Once upon a time, I read an article in my local newspaper that talked about a landlord that was victimized by greedy marijuana growers. Unfortunately, I can’t find the article, so you will just have to take my word for it. Essentially, the landlord rented the house to what he thought was good people, but after a year, he was left with a house completely destroyed by irresponsible marijuana growers.
Mildew had taken over the house, the carpets were ruined, and there were holes all over the walls where ducting had been installed. To make matters worse, there were hundreds of root balls in the backyard, and an endless amount of dried leaves and leaf fragments all over the inside of the house. The landlord wasn’t a medical marijuana patient, grower, or caretaker, so he had no clue what to do and if he was possessing marijuana or not. Naturally, when the cops came over they said it was his mess to clean up and deal with.
I always thought back on that story and wish there was a way I could have linked up with the property owner. Unfortunately, the address wasn’t published to protect the home from looters that might have thought there might be salvageable marijuana still on the property. I wish I could have at the very least helped him get the marijuana remnants out of there in a legal fashion since I am a cardholder. Maybe that way he would realize that not everyone involved in growing marijuana is bad. Sadly, that guy will tell anyone that can hear him about his story, and it will no doubt reflect poorly on every marijuana grower out there that isn’t greedy and isn’t irresponsible.
I think this would be a worthwhile thing to do outdoors too, like some kind of non-profit volunteer service. It’s no secret that outdoor cartel marijuana gardens have proliferated recently, and what they leave behind can be devastating to the local environment. The amount of garbage, equipment, nutrients, etc. can be enormous. If volunteers from the legal marijuana growing community came out and helped clean up illegal grow sites, not only would it show anti-marijuana citizens that the pro-marijuana community is there to help, but I’d imagine legal marijuana growers have a skill set that would help tremendously.
Drum roll please….Luckily for TWB readers, there is an opportunity coming up to do exactly what I’m talking about! Below is an article written by the Konocti Regional Trail Team that gives members of the marijuana growing community in the Mendocino County area a chance to volunteer:
Abandoned illegal marijuana grow-sites on public lands have caused major devastation to the environment. When a grow-site is discovered by law enforcement, they remove the marijuana and any weapons, but the sites are left primarily intact because of a lack of manpower to do a full clean-up.

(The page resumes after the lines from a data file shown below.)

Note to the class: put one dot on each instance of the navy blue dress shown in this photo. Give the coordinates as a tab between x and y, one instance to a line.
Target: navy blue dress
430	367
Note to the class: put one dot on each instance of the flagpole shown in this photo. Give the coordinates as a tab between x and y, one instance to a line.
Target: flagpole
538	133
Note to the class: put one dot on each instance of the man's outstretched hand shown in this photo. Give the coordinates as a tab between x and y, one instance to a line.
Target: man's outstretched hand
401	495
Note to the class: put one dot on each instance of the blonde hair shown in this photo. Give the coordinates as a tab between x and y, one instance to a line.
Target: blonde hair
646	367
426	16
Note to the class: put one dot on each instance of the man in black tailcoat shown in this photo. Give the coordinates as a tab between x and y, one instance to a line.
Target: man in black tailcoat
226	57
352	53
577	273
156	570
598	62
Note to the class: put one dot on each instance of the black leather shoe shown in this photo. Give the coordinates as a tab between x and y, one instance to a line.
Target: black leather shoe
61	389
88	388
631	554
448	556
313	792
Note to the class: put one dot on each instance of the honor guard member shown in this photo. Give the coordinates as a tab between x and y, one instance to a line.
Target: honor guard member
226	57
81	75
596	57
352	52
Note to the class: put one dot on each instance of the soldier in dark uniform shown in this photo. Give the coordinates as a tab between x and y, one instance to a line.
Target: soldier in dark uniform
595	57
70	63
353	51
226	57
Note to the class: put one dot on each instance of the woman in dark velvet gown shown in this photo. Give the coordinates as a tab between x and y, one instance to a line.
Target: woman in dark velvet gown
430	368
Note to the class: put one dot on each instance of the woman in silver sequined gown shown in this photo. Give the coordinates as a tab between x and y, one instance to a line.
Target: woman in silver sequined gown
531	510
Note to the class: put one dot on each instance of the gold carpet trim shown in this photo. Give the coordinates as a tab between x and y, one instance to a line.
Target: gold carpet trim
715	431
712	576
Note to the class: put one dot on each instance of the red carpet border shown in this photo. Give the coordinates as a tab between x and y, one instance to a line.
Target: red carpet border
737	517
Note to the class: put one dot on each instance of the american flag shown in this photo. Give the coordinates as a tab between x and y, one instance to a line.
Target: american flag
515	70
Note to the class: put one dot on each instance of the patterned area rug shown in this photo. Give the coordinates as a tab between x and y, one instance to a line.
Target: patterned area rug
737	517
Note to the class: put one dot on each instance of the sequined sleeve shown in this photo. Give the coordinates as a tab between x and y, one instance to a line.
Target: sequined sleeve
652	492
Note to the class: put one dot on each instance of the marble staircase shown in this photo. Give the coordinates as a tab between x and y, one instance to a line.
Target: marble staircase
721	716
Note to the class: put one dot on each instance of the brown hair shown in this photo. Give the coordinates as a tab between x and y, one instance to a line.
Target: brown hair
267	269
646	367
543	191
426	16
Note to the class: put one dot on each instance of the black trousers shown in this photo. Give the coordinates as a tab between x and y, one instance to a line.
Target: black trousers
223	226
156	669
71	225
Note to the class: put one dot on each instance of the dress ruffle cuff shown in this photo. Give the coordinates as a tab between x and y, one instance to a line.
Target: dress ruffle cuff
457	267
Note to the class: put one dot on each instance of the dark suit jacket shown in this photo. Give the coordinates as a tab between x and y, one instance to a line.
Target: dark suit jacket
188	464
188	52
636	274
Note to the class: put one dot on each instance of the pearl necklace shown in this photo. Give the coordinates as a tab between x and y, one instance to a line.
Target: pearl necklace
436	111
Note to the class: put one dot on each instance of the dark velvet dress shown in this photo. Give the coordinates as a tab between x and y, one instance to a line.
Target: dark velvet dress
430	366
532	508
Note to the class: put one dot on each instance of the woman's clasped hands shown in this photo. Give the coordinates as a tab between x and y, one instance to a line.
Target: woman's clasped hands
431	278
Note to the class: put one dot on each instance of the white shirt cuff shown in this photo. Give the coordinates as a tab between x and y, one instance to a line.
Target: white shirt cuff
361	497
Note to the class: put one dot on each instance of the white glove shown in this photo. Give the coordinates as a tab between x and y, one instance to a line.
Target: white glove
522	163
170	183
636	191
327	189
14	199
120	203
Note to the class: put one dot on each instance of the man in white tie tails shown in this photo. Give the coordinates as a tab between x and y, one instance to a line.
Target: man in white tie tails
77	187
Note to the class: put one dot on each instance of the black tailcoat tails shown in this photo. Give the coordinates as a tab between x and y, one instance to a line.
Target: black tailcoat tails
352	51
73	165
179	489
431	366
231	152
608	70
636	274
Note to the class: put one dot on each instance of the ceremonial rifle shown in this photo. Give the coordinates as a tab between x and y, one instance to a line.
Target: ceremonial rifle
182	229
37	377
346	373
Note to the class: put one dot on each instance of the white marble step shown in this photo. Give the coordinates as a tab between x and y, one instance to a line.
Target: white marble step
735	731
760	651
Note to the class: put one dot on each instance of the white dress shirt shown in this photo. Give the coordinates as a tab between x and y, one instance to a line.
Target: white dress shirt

These sites often include miles of irrigation tubing, pesticides, piles of trash, water diversions, temporary living quarters, erosion, etc.
These illegal grow-sites can be a major impediment in developing safe trails and the public’s unrestricted use of our natural resources and public lands. In order to fill this void and help restore public lands back to their natural state, the Mendocino National Forest Grow-site Reclamation Project (MNFGRP), coordinated by Bruce Hilbach, has been organizing cleanups in Mendocino County.
The MNFGRP recently announced planned operation dates for cleaning up marijuana grow-sites in the Upper Lake District of the Mendocino National Forest. Please note, all volunteer groups are escorted and assisted by at least one law enforcement official at all times. Volunteer safety is of the highest priority. Volunteers will clean-up and bag trash and debris from the grow-sites and leave it onsite.
The Mendocino National Forest Rangers will coordinate pick-up of the bags at a later time, often by helicopter.
Weather permitting, work will begin on Jan. 5 with most of the action taking place from Jan. 6 through 8; if necessary,
mop-up will take place on Jan. 9. They are looking for willing volunteers. Some hiking off of main roads may be required, but volunteers of varied physical strength and ability are encouraged. If you can spend some time, please contact coordinator Bruce Hilbach ASAP to indicate availability for any or all of those dates: call him at 983-6169, or send an email to firstname.lastname@example.org, including your phone number so he can contact you with further details.The Mendocino National Forest Grow-site Reclamation Project is supported, in part, by county funding granted at the recommendation of the Lake County Fish and Wildlife Advisory Committee and in cooperation with the High Sierra Volunteer Trail Crew.